Just read the f***ing data
In working with customers deploying AI systems, one thing is often clear: nearly all model behavior problems are actually inference-time data problems.
If you see a smart model consistently failing at a certain task it's typically not because the model is trained poorly, but rather you are supplying bad/missing instructions or data for the model to use as available context.
Therefore, the first reflex to improving task performance should just be tearing into a representative underlying cut of data the task is being run on.
Many teams will go overboard at the outset: buying observability products, automated monitoring tools, or integrating off-the-shelf eval products. But more reasonably, you should just find a way to get model inputs and outputs into an interface where you and/or a domain expert can review them. Manually reading over just a handful of results will often provide a massive diagnostic lift to start understand where to use scaled approaches.
Expert-in-the-loop (EITL)
Often times, the developer of an AI product is not the domain expert of the task that the product aims to augment or automate. Before you start annotating it's important to do an honest read of the situation - are you the one whose judgement the model should be using?

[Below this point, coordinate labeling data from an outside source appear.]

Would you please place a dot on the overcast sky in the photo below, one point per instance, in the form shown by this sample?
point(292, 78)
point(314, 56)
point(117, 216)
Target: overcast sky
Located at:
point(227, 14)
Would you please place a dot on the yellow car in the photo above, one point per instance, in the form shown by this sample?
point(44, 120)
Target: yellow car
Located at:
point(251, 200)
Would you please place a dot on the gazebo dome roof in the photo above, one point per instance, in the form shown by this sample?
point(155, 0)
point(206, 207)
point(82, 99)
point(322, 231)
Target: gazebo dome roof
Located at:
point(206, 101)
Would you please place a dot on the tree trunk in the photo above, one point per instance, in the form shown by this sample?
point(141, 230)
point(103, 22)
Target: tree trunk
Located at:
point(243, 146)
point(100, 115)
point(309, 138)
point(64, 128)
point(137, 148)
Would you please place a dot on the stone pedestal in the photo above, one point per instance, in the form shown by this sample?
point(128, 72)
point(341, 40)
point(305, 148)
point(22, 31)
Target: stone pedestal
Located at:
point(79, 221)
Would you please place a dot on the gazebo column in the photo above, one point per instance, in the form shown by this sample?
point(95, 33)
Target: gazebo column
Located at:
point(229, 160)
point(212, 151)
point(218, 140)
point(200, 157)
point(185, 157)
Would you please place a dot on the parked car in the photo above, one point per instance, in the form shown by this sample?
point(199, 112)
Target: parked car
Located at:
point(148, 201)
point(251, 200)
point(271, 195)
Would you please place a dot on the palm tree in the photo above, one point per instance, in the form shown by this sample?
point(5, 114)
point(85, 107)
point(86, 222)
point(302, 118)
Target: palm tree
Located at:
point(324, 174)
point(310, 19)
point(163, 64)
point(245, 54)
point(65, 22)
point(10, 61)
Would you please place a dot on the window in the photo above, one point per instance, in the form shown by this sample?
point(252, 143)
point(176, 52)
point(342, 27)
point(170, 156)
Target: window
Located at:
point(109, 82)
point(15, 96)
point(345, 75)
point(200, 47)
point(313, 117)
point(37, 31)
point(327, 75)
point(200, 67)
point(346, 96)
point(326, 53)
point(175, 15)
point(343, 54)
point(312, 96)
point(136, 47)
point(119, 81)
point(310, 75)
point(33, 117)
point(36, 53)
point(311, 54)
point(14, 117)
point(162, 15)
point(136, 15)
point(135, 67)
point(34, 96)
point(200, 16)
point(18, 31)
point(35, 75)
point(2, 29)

If you are not the expert, designate one who is for best results.
One, or multiple experts?
It may be helpful to have multiple experts in some cases, but it's likely simpler to produce a single expert annotation per case being reviewed. Otherwise you'll be forced to use some sort of post-processing logic for adjudicating disagreements between experts.
So even if multiple voices are in the room, it's best to consolidate their opinions into a single annotation.
Are expert annotations just static evals?
No. Static evals are individual test cases, or expected output contracts with a model. They're the passive, defensive cousin of expert annotations.
Sutro believes in using expert annotations as the primary learning signal from which model behavior should be derived. In the literature, this technique is known as reinforcement learning from human feedback (RLHF) and is one of the primary ways in which foundation model providers align behavior in the first place. But while the foundation model providers use RLHF to create general model behavior, your goal in collecting annotations is to create the last-mile subjective learnings a model needs to complete a task like an expert would.